Ordinary, forgotten objects - a grandfather's beekeeping journals, a rusty benzene lighter, an army issued raincoat - become the lenses through which Jergovic investigates the joys and sorrows of a family living through a century of war. Jergovic sees his country through the devastation of the First World War, the Second, the Cold, then the Bosnian war of the 90s; through its changing street names and borders, shifting seasons, through its social rituals at graveyards, operas, weddings, markets in a portrait of an era.
Kin is deeply interested in [...] moments that trickle down through the years, and how, even when languages and the names of countries have changed, when wars have completely reshaped the region, these fleeting seconds have stayed rooted in a family’s mind. Jergović carefully collects the lost objects of family members, in the process documenting, imagining, recreating, and brooding over their lives. The result is a novel made up of stories of varying lengths, with swooping and intersecting narrative arcs ... Kin is a sprawling epic that uses a range of literary resources to capture as fully as possible every branch of a family tree.
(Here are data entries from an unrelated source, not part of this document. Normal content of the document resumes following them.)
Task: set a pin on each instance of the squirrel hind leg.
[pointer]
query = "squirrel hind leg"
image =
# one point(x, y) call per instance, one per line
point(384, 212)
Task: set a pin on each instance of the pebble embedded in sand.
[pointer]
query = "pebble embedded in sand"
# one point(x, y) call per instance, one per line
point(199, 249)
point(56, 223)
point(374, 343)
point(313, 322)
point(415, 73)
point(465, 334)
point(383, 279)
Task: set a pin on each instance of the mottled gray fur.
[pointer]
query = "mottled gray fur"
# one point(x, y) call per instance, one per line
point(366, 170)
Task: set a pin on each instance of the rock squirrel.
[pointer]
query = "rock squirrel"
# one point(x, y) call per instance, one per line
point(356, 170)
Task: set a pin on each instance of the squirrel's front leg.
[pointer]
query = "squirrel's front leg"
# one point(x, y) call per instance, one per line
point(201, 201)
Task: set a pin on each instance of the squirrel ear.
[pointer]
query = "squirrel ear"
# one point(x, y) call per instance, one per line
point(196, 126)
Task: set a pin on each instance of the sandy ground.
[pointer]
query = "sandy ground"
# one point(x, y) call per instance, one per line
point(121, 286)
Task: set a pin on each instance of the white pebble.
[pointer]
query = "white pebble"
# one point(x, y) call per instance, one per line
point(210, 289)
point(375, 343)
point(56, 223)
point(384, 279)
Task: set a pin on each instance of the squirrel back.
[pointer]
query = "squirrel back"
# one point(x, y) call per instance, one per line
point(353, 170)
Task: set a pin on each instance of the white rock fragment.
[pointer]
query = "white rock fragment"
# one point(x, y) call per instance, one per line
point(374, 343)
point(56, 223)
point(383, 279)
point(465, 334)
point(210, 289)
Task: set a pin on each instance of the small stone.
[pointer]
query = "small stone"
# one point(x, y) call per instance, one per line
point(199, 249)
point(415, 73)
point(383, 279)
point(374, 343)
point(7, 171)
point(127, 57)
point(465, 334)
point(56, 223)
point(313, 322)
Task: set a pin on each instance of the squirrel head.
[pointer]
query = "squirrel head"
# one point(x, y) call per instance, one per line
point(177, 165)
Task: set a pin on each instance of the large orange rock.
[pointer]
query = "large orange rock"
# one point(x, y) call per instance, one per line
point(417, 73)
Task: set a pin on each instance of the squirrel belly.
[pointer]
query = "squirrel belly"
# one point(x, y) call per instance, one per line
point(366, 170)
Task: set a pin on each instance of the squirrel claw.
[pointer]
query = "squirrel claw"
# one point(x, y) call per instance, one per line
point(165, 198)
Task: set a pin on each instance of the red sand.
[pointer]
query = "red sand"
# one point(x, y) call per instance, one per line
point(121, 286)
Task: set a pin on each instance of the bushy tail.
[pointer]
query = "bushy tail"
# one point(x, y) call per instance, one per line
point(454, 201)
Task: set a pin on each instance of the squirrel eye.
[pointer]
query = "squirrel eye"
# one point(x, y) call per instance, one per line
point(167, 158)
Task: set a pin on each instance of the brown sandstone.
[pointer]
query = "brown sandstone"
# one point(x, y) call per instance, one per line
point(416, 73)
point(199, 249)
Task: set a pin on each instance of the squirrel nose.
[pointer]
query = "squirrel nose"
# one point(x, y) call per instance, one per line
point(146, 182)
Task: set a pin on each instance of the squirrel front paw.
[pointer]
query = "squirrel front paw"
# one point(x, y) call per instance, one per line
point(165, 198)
Bosnian writer Jergović (Mama Leone) pulls off an intricate and innovative narrative encompassing biography, history, travelogue, and fiction ... Jergović devotes the first section to quotidian ancestral history, but even here the scope widens with soaring chapters on the geopolitical changes after WWII ... Jergović’s exhausting and astonishing project offers endless rewards.
Vast, generous-spirited ... Jergović’s pages are peppered with walk-ons from Bosnian, Serbian, and Croatian history ... There is beauty aplenty, and ample monstrosity, in Jergović’s account ... A masterwork of modern European letters that should earn the author a wide readership outside his homeland.